Un enorme encinar aparece de golpe al conseguir devorar la pendiente que hay a la salida del pueblo, la bajada alegre, me llevará al cauce seco y profundo de un arroyo, un paisaje abrupto que anuncia la proximidad de las Arribes. La larga subida posterior, se alivió con el encuentro de los dos únicos seres humanos que me encontré hasta el cruce de Siega Verde. Habían ido hasta el pueblo siguiente y regresaban a Gallegos, realizando su ración de caminata de colesterol. “Cantar siempre el mismo verso, pero con distinta agua...” dijo el poeta, eso me pasa a mí cuando hablo con los lugareños de estos pueblos: la despoblación, gente mayor, no hay niños, jóvenes, la soledad del invierno, donde se habla más del pasado, el presente es incierto del futuro mejor ni mentarlo.

Al terminar el pequeño puerto, se contempla una espectacular vista de toda la sierra sur de Salamanca, a pesar de que no era un día muy luminoso. Antes de llegar a Sexmiro, una vaca solitaria en lo alto de un cerro, escenifica gráficamente la realidad de estas tierras: una soledad grandiosa y preocupante. Un señor mayor, entra en un huerto, intento seguirle para charlar un rato, no consigo verlo, se lo ha tragado la tierra. Son Sexmiro y Martillán dos pueblos cuyas casas están muy juntas, formando un racimo en lo alto de una ladera. Condenado ya a la soledad, pedaleo carretera abajo en busca del Águeda, que baja alegre, pasando por debajo del original puente pluriarcos de Siega Verde, antes de encaminarse hacia las Arribes.

Contemplo desde la distancia los paneles de pizarra donde hace cientos de años, nuestros antepasados grabaron animales, conservándose bastante bien a pesar del abandono en el que han estado. Lo que hace el agua, atrae la vida, sino cuesta entender que se acercasen antepasados hace años por estas tierras, tan áridas, tan difíciles de labrar. En la subida, observo laderas parceladas por tapias de pizarra para guardar ¿qué? Poco a poco, el entorno, el paisaje, explica por sí solo el porqué de esta España vaciada.

En la nueva carretera suena de vez en cuando un motor que espanta a los pájaros que se alborotan formado bandadas que suben y bajan. Hay un poco más de vida al otro lado del río. Es Castillejo Martín Viejo, un promontorio de casas blancas, donde destaca una descomunal casa con tejado de pizarra negra. Desaparecen las curvas, desaparece la poca actividad agrícola y ganadera.

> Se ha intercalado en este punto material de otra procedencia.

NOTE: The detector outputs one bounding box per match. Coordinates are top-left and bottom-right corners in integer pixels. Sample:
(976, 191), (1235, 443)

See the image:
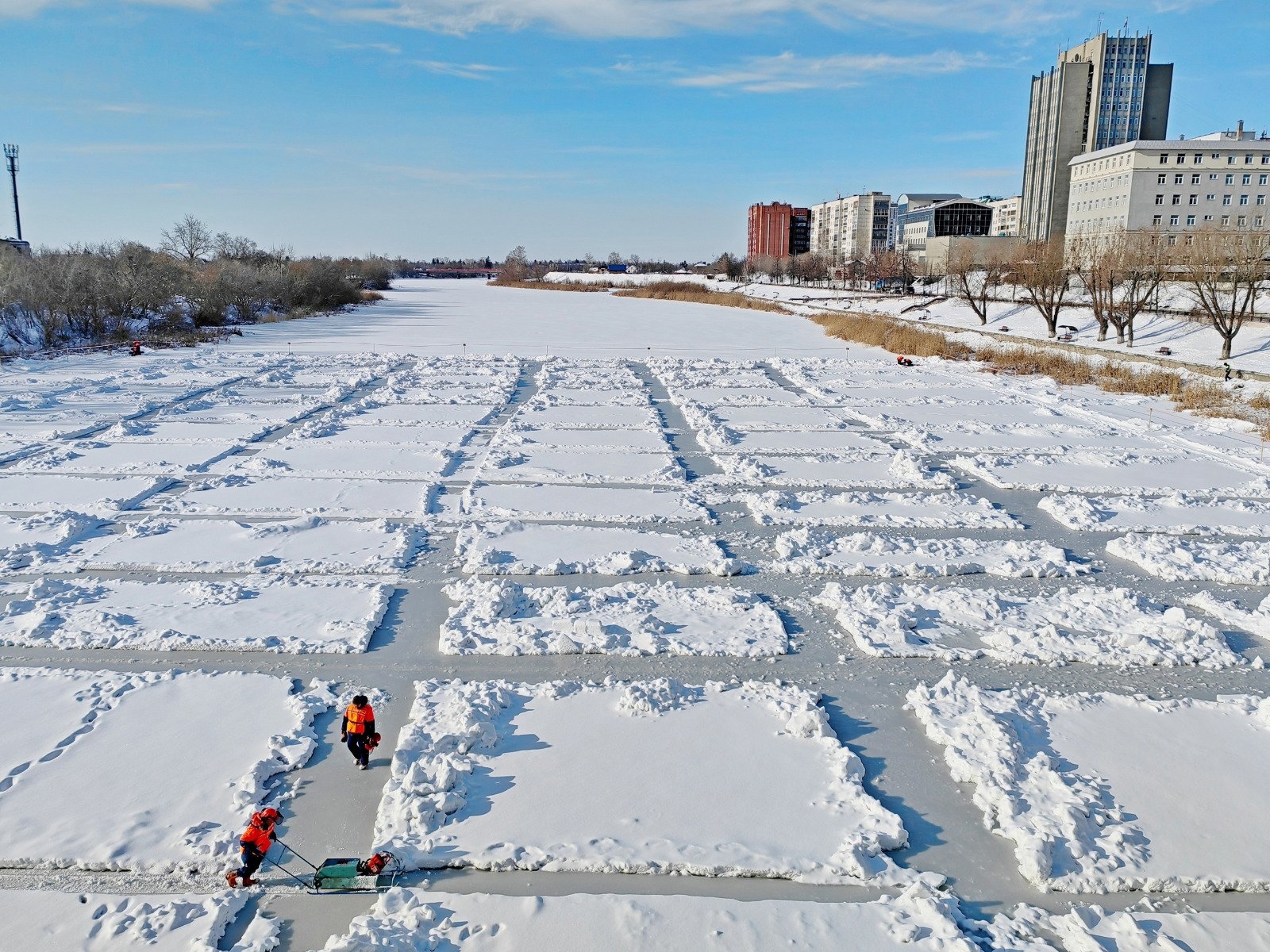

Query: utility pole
(4, 144), (21, 241)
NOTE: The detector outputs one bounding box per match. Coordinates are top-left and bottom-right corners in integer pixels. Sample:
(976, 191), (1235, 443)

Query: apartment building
(810, 192), (894, 264)
(745, 202), (811, 258)
(1020, 33), (1173, 241)
(1067, 122), (1270, 250)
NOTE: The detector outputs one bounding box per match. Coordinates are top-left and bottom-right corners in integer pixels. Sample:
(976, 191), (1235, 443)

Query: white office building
(1067, 122), (1270, 250)
(811, 192), (893, 264)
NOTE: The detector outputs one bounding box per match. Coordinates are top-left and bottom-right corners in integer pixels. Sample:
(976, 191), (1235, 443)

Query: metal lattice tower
(4, 144), (21, 241)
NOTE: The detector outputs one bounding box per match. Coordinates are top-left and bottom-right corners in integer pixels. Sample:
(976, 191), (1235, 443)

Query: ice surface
(68, 516), (424, 575)
(817, 582), (1243, 668)
(375, 681), (908, 882)
(0, 890), (277, 952)
(739, 493), (1022, 529)
(767, 529), (1090, 579)
(455, 522), (747, 575)
(951, 451), (1270, 497)
(325, 886), (975, 952)
(0, 576), (394, 654)
(0, 472), (171, 516)
(0, 668), (330, 872)
(480, 447), (683, 486)
(705, 451), (955, 489)
(212, 440), (455, 480)
(908, 671), (1270, 893)
(449, 482), (710, 523)
(165, 476), (432, 519)
(1107, 536), (1270, 585)
(441, 579), (787, 658)
(987, 906), (1270, 952)
(1037, 493), (1270, 536)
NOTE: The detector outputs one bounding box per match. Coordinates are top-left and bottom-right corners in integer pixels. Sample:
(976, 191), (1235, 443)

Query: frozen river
(0, 281), (1270, 952)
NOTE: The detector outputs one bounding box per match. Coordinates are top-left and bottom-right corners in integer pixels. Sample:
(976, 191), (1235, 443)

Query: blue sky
(0, 0), (1270, 260)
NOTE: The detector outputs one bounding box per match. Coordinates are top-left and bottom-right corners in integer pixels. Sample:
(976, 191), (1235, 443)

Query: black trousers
(348, 734), (371, 766)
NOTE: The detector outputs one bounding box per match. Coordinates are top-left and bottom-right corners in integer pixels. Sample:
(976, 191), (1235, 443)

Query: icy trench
(0, 362), (1270, 952)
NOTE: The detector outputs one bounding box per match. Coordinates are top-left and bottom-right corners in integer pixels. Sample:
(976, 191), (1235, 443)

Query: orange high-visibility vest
(344, 704), (375, 734)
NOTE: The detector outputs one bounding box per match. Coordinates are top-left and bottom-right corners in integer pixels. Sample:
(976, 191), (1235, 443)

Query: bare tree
(159, 214), (214, 264)
(1176, 228), (1270, 360)
(1010, 235), (1072, 338)
(946, 240), (1008, 324)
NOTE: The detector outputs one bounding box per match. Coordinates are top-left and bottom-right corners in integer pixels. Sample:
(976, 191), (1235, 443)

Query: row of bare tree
(945, 228), (1270, 360)
(0, 216), (405, 353)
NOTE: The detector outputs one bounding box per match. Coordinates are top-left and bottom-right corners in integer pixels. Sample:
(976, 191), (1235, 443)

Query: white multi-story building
(1067, 122), (1270, 245)
(987, 195), (1024, 237)
(811, 192), (893, 264)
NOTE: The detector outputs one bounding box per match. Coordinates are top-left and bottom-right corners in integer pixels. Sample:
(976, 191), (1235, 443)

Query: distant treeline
(0, 216), (409, 353)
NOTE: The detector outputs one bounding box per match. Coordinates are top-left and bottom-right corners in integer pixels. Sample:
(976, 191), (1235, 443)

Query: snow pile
(908, 671), (1270, 893)
(951, 451), (1270, 497)
(1037, 493), (1270, 536)
(0, 668), (334, 872)
(325, 886), (975, 952)
(0, 512), (102, 573)
(375, 681), (914, 882)
(1107, 535), (1270, 585)
(703, 449), (955, 489)
(741, 491), (1022, 529)
(815, 582), (1243, 668)
(459, 482), (710, 523)
(987, 905), (1270, 952)
(72, 516), (424, 575)
(480, 447), (684, 486)
(455, 522), (749, 575)
(0, 576), (394, 654)
(0, 472), (173, 516)
(767, 528), (1090, 579)
(0, 890), (278, 952)
(441, 579), (787, 658)
(166, 476), (432, 519)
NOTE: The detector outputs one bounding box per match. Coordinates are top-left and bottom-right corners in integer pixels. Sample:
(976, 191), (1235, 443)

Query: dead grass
(489, 278), (622, 292)
(614, 281), (790, 313)
(813, 313), (1270, 440)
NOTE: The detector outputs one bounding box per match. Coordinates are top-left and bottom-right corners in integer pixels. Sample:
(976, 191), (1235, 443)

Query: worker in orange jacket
(339, 694), (379, 770)
(232, 806), (282, 886)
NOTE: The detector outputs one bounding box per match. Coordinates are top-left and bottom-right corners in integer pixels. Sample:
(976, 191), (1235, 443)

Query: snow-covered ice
(1107, 535), (1270, 585)
(739, 493), (1022, 529)
(460, 482), (710, 523)
(0, 576), (394, 654)
(165, 476), (432, 519)
(703, 449), (955, 489)
(441, 579), (787, 658)
(986, 905), (1270, 952)
(65, 516), (424, 575)
(0, 890), (278, 952)
(455, 522), (747, 575)
(375, 681), (912, 882)
(0, 668), (333, 872)
(951, 451), (1270, 497)
(815, 582), (1243, 668)
(1037, 493), (1270, 536)
(324, 886), (970, 952)
(908, 671), (1270, 893)
(767, 528), (1090, 579)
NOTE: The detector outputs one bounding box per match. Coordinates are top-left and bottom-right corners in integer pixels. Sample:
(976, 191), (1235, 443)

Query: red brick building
(745, 202), (811, 258)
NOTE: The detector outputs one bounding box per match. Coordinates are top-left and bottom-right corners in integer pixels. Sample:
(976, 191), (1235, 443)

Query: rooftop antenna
(4, 144), (21, 241)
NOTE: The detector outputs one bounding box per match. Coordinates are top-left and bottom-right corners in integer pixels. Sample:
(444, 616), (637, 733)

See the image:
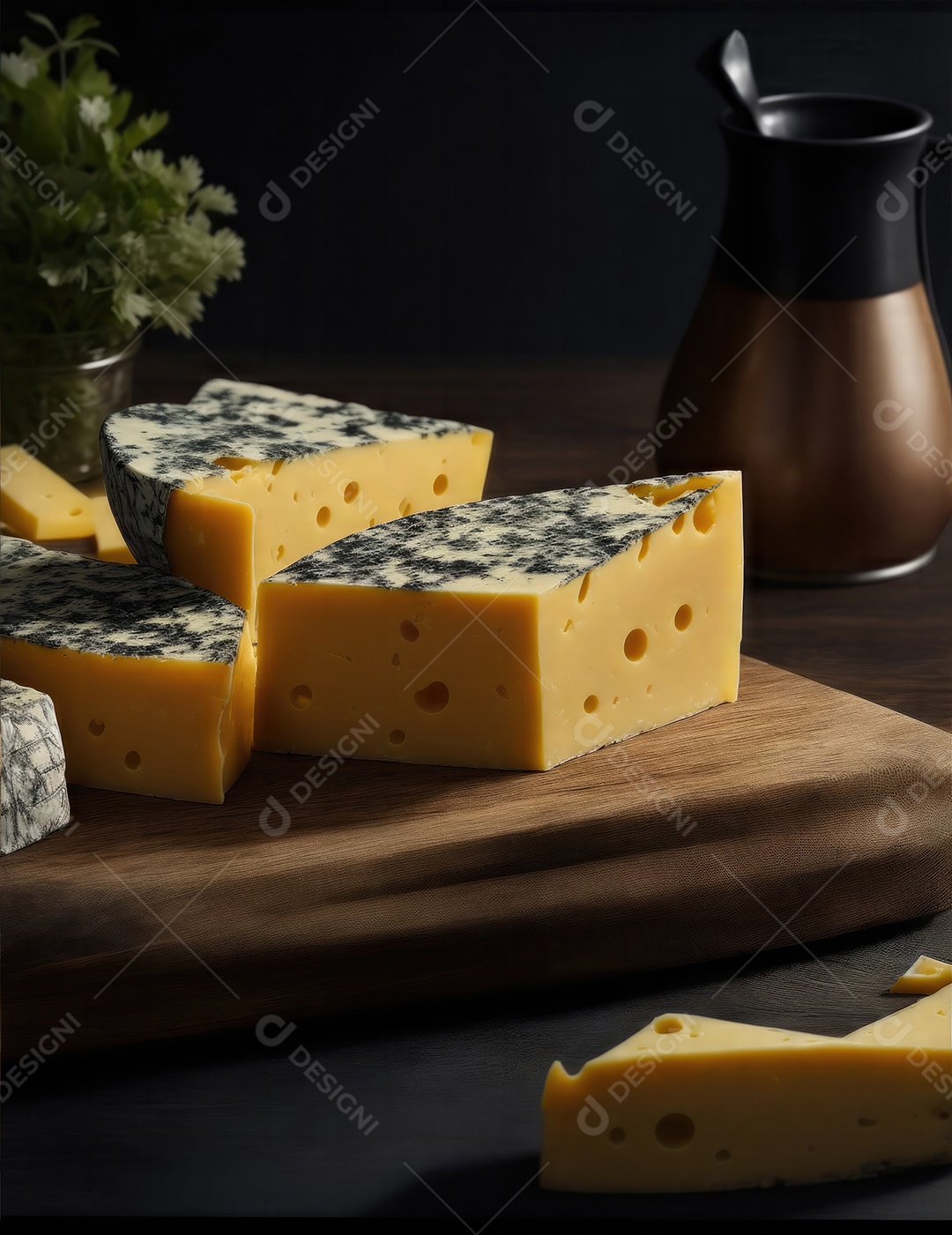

Saelices, el último pueblo de mi viaje otoñal, la mayoría de sus casas son nuevas, situadas sobre una suave colina.

Pasado el puedo, me sorprende el olor a tierra húmeda, volteada, una parda pero que muy parda sementera, donde las dos lentas yuntas machadianas han sido sustituidas por enormes tractores que asustan cuando los cruzas en la carretera. Llegar a la ciudad por esta carretera en como jugar al escondite, escondida en un hoyo, de vez en cuando aparecen y desaparecen sus torres. Reciben a los viajeros los silos, testigos de un tiempo que se llevó tantas cosas por delante, que justifica la soledad de estas tierras.